I've got this up to a 6.5% performance boost on Kraken! I'll post a patch and more details tomorrow. I've done the following of my suggested improvements: [X] Include branches that are marked unpatchable. [X] Turn off ((noinline)). [X] Cache the last literal pool search results. [X] Also optimize non-branch loads. I've not done the following: [ ] Allow method-JIT code to hint that a branch will never need repatching. [ ] Queue up cache synchronizations and issue them in batches. The remaining tasks are promising, but fiddly. They might be better added as separate patches.
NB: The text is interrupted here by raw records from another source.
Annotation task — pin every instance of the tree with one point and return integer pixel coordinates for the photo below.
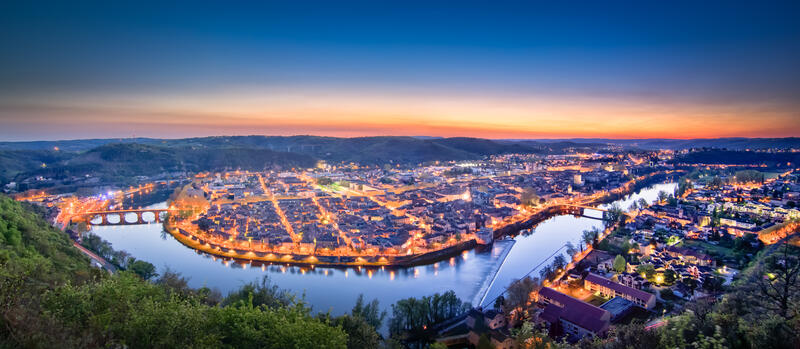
(518, 297)
(614, 215)
(690, 283)
(669, 276)
(263, 293)
(529, 197)
(523, 335)
(370, 312)
(144, 269)
(590, 236)
(570, 248)
(647, 270)
(620, 264)
(411, 317)
(360, 334)
(662, 197)
(559, 262)
(778, 282)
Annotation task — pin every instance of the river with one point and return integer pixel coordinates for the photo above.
(336, 289)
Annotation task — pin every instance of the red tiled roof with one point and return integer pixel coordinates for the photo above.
(620, 288)
(575, 311)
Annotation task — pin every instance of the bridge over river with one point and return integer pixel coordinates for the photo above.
(158, 215)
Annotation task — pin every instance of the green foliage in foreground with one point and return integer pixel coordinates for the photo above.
(51, 297)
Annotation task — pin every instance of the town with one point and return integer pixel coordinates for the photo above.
(651, 259)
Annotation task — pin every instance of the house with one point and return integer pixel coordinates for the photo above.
(608, 288)
(572, 317)
(690, 255)
(468, 330)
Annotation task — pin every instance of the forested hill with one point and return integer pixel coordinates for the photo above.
(52, 298)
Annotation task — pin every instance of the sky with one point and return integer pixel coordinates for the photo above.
(490, 69)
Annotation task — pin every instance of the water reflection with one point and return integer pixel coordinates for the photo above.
(336, 289)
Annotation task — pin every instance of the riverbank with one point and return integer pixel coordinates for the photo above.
(212, 248)
(198, 243)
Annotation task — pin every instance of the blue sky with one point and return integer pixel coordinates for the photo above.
(116, 64)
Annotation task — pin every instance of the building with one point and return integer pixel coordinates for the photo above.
(572, 317)
(608, 288)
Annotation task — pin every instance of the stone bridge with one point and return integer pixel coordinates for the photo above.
(157, 216)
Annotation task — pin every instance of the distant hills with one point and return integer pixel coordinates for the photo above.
(114, 158)
(145, 156)
(718, 143)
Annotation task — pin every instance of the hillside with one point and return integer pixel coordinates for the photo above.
(127, 160)
(111, 161)
(730, 157)
(51, 297)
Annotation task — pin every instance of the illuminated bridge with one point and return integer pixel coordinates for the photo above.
(580, 210)
(158, 216)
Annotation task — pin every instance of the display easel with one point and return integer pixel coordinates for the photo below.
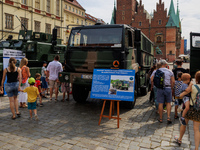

> Whilst it might be more time-efficient to store pointers to the literal > pool slots in the IC structures (for example), this implementation is > more space-efficient, and because the painful patches are relatively > rare I though the space-efficiency would be more important. Also, this > solution is entirely contained within Nitro and thus will benefit > IonMonkey as well as JaegerMonkey, with little (if any) extra effort. Do you mean that the IC structures will be less space efficent? I think we can get away with not increasing the size of the IC structure. Rather than have one pointer that points at the instruction, and one pointer that points at the slot in the pool. We will always be able to get one from the other. If the instruction is currently a LDR, in the IC store a pointer to the instruction, and can recover the slot by the offset stored in the instruction. If the instruction is a branch, then we want to store a pointer to the slot in the pool (with 0x1 or'ed in). We can recover the address of the branch by having a pointer to it in the slot (or enough bits to recover it). Also, we may want to implement a fix to bug 675342 in the patching code. Since the "branch" instruction doesn't actually need to be a branch, we can simply output a nop rather than a branch to the next instruction.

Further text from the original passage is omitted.